Der BaT sensibilisierte daraufhin die Studenten dafür, dass sie auch als Anfänger genug erwirtschaften könnten, um einen solchen Betrag zu verdienen. Allein schon dadurch, dass erfahrenen Kollegen durch das Ausüben einfacher Tätigkeiten wie Impfen der Rücken freigehalten werden könne. Schließlich arbeitet man als Team und auch diese Arbeit muss gemacht werden. Bei guter Einarbeitung seien dann auch die komplizierteren Tätigkeiten schnell von den jungen Angestellten zu übernehmen.
Gehaltsempfehlung
Die Gehaltsempfehlung für Berufseinsteiger des bpt steht dazu krass im Gegensatz: Sie ist daran gekoppelt, dass der Angestellte im ersten halben Jahr eine Liste von ¨Skills¨ erwerben soll. Quasi als müsste man nach dem Studium erst wieder bei null anfangen. ¨Das wäre ja ein Armutszeugnis für unsere Hochschule, wenn man nach elf Semestern und diversen abgelegten Prüfungen auf dem gleichen Stand wäre wie nach dem Abitur“, kam ein Einwurf aus dem Auditorium.
Das praktische Jahr
Für das praktische Jahr sollte man sich vorher einmal die Liste der ¨Day One Skills¨ des bpt durchlesen. Diese praktischen Fähigkeiten sollte man möglichst nach Abschluss des Studiums beherrschen. Als Beispiel seien genannt die allgemeinen und speziellen Untersuchungsgänge oder verschiedene diagnostische Verfahren. Im PJ sollte man schon darauf achten, dass man die Möglichkeit bekommt, diese Dinge zu erlernen. Das könnte den Berufseinstieg dann deutlich erleichtern und für selbstbewussteres Auftreten bei der ersten Bewerbung sorgen.
Bewerbung
Auch auf einige Aspekte der Bewerbung kam die Runde zu sprechen. Vor der Bewerbung sollte klar sein, wie viel Gehalt man fordern kann. ¨Ihr sollt nicht unverschämt werden, aber es wird vom Arbeitgeber auch erwartet, dass ihr euch in solchen Fragen auskennt.¨ Ein Angestellter, der sich für BWL interessiert, kann für den Betrieb Tierarztpraxis schließlich nur wertvoller sein als jemand, der bei dem Begriff Ökonomie an Birkenstockträger denkt. Auch die Frage nach dem Umsatz der Praxis sollte man stellen. ¨Wenn die Praxis nicht genug abwirft, um euch anständig zu bezahlen, dann braucht ihr auch nicht auf ein faires Gehalt hoffen¨ wurde zu bedenken gegeben.

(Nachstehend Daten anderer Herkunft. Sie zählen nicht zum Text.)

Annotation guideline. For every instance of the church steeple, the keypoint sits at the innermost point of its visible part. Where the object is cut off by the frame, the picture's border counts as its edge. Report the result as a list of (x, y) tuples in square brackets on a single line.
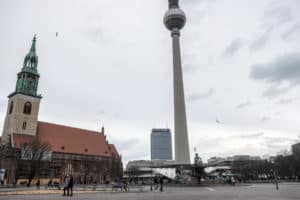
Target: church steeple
[(31, 59), (28, 78)]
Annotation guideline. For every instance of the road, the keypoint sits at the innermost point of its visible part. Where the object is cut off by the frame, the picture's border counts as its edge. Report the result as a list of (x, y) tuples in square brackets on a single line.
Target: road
[(251, 192)]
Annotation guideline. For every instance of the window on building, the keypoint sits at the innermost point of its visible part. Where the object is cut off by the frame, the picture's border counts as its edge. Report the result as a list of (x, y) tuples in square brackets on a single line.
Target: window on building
[(24, 125), (27, 108), (11, 107)]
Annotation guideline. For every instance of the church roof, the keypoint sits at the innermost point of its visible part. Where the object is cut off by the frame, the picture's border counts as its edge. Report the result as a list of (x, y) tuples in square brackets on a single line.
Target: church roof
[(64, 139)]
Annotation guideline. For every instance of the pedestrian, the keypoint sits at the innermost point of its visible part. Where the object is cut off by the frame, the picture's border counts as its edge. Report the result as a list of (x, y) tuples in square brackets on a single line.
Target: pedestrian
[(71, 184), (66, 185), (155, 181), (161, 183), (232, 181), (38, 184)]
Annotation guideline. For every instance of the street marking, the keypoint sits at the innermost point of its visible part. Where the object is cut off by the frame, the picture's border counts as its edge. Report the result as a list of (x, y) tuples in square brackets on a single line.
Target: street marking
[(210, 189)]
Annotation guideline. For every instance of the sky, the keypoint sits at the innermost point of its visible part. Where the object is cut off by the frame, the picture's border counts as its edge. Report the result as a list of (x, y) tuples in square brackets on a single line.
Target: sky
[(111, 65)]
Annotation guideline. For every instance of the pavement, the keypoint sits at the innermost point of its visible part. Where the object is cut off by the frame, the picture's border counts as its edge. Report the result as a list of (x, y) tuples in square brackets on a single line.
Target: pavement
[(287, 191)]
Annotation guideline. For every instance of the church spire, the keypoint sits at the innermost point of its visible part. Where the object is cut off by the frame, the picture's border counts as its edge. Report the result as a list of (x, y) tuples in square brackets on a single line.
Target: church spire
[(28, 78), (31, 59), (32, 49)]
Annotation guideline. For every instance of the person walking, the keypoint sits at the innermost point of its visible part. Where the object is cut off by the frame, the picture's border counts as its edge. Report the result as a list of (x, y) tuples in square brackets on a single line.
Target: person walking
[(161, 183), (66, 185), (155, 181), (233, 181), (71, 184)]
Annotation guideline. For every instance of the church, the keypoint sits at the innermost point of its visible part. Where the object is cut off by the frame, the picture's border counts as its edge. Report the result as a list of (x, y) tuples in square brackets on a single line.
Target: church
[(84, 154)]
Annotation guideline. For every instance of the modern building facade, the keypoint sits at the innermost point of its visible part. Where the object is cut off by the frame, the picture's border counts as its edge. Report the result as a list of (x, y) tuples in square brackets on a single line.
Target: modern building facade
[(161, 144), (85, 154), (174, 20)]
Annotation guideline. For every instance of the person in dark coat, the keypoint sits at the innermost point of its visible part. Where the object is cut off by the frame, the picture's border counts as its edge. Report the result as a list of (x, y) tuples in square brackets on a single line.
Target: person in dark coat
[(161, 183), (66, 185), (71, 184)]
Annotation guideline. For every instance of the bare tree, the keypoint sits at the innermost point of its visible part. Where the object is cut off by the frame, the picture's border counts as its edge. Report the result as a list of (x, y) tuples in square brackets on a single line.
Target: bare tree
[(10, 157)]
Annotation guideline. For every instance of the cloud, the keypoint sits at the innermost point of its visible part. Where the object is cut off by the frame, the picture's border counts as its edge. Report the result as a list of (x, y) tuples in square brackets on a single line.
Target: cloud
[(281, 74), (251, 135), (233, 47), (274, 91), (265, 118), (244, 104), (290, 32), (204, 95), (276, 16), (189, 68), (285, 101), (259, 43)]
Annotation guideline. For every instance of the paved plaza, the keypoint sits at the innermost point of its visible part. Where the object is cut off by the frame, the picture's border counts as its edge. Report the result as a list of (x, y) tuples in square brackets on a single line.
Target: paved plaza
[(248, 192)]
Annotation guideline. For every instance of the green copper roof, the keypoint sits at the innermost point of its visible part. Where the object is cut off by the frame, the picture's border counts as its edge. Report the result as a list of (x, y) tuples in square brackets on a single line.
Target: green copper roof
[(31, 59)]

Vorstellung der Arbeit des Vereins
Sehr spannend war auch die Vorstellung der Arbeit des Vereins Bund angestellter Tierärzte e.V.. Das Ziel soll sein, zukünftig als Gewerkschaft aufzutreten. Dafür müssen aber vorerst Mitglieder akquiriert werden, da die Mitgliederzahl von derzeit gut 200 auf 2000 steigen muss, um als Gewerkschaft anerkannt zu werden. Es wurde betont, dass der BaT nicht als ¨Gegner¨ des langjährig bestehenden bpt zu verstehen ist. Für die angestellten Tierärzte habe sich aber in den letzten zehn Jahren nachweislich in Sachen Arbeitsbedingungen nicht viel getan, sodass die Gründung einer Gewerkschaft sinnvoll erschien. Die derzeitigen Entwicklungen zeigen auch, dass sich in dem Bereich dringend etwas tun muss. Junge Tierärzte wandern zum großen Teil kurz nach dem Berufseinstieg in die Industrie ab, nehmen ein neues Studium auf oder steigen gänzlich aus dem Arbeitsleben aus. Dies geschieht zum Teil, weil eine Familie gegründet wurde und der Partner signifikant mehr verdient. Des weiteren auch aus gesundheitlichen Gründen oder zum Teil ebenfalls aus Resignation. Daher erscheint es sinnvoll, dass jeder Einzelne sich für seine Rechte und faire Bedingungen einsetzt, anstatt als unfair empfundene Arbeitsbedingungen auszusitzen und irgendwann hinzuschmeißen.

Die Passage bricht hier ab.